Thankfully, Toronto was three years behind her now. The teens at her new school were not cruel, but after the novelty of the new kid had worn off, they went their way and she went hers. She didn’t blame them, in a small school where everybody had grown up together it can be hard to accept someone new and strange as a friend. Most days she preferred being on her own anyway.
With her father mostly occupied, and with her propensity for solitude, Steph had plenty of time to explore the place they had made their new home. The Northwest Territories were known to the natives as “beautiful land”. It was rarely warm, nowhere near as warm as Toronto had been, but Fort Smith was surrounded by forests. Any spare time she could, she spent in the forests, exploring the great woods, watching the animals, looking for interesting things.
It was a sunny day in early spring when she happened upon the burrow. It had been dug into a gentle hill, so the cave sloped sharply downward. Truthfully, she fell into it, her left foot firmly planted on the ground next to opening, her right foot finding only air. She landed across the opening, bruising her shoulder in the fall.

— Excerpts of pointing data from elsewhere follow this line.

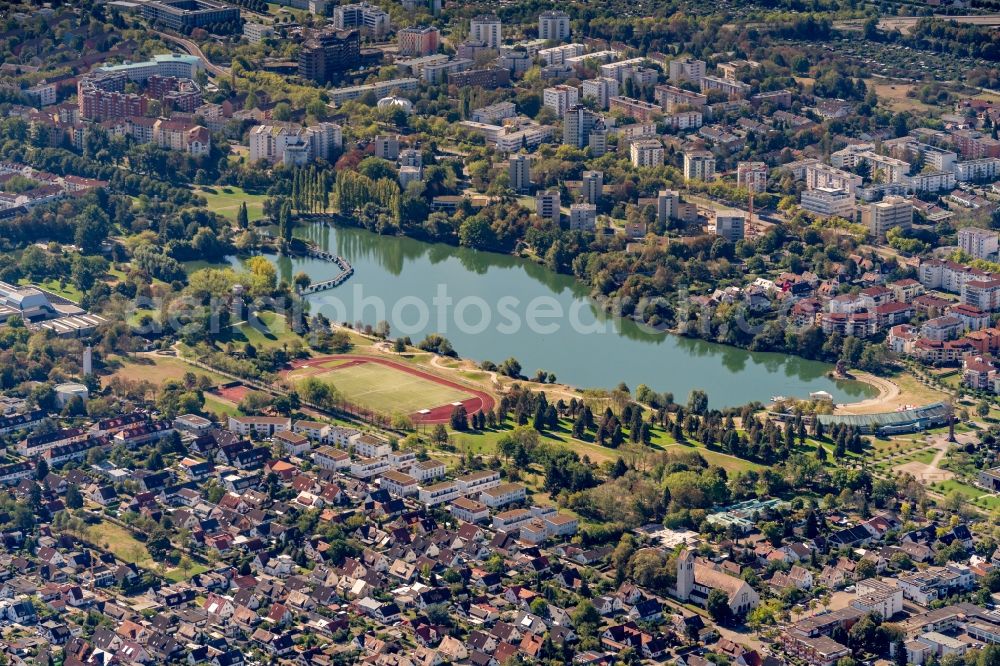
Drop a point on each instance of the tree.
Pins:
(983, 409)
(73, 498)
(717, 605)
(698, 402)
(459, 418)
(242, 219)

Once she brushed herself off, rubbing her shoulder, she peered deep into the cave. The sun didn’t penetrate very far, but the longer she stared, the brighter the burrow seemed to get. Eventually, she noticed a faint blue light emanating from somewhere far into the cave. In the glow, the burrow became a cavern, larger than her room at home. It was the blue glow that made her crawl into the burrow, and leave the world behind her.

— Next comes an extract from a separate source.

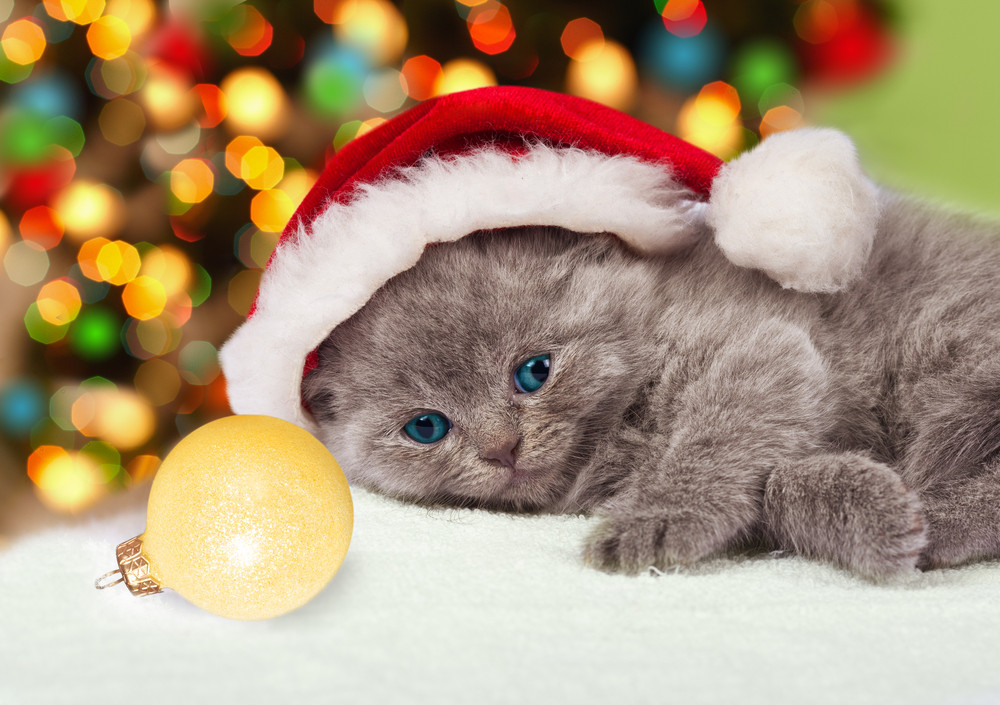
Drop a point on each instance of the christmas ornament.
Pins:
(249, 517)
(511, 156)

I seem to have neglected the paragraph that explains her affinity to sports (Hockey and Rugby specifically, she’s a tough, strong girl), opposite her father’s scholarly pursuits (which explains her hockey stick, and her skill at wielding it in the future).
Spoiler alert: When she returns from the cave, the world seems faded, desaturated. She seems invisible to the normal world, but very visible to the new array of animals and monsters that find her. A helpful denizen calls it “in-between”, we might call it “a parallel universe”, 90 degrees from the reality we know. They bleed together, though nobody in the “real” world notices.
Someone has to steal that keepsake necklace. She also has to save somebody and be a hero. She makes some lifelong friends. The whole spiel.
She seems like she’d have a dog too, a white husky. Or maybe she meets a bear in-between. Or an Alaska Marmot (something unique would be nice, though it exists nowhere near Fort Smith, Northwest Territories, Canada). I like the idea of a marmot, ferret, or mongoose, the long, elegant rodents. He would be a stark contrast to her stoicism, full of energy and vibrance (almost to the point of ADD).
It might be her mother disappeared to in-between (or maybe just her spirit). There’s also a Reaper, a thin wisp of blackness 12 feet tall, but Death in the neutral sense, not in the evil sense. He never speaks, though she might talk at him, even scream at him, blame him for her mother (think No-Face, but without animosity or antagonism).
I would avoid the standard “she finds her femininity” or “turns into a princess” tropes because really. I mean really. Gag me with a Volkswagen. I hate the “princess” trope most of all. As far as I can tell, the only true reward because of her journey will be confidence, companionship, some closure for her mother, and maybe a battle scar or two. A real-life happy ending if ever there was one, in contrast to the fantasy world her story takes place in.
Video game or short story, whatever. I think it’d be awesome to watch her wielding her hockey stick to bludgeon enemies, and her marmot darting from enemy to enemy in a blur of motion.
Ah… the stories that art can evoke.
There are a few differences between this and the back story I’ve been cooking up, but overall, this is eerily close to what I’ve been considering. I guess this means I have to take a crack at writing my own character next. :)
Thanks for taking the time to write this, man. I never figured anyone would give her this much thought outside of me.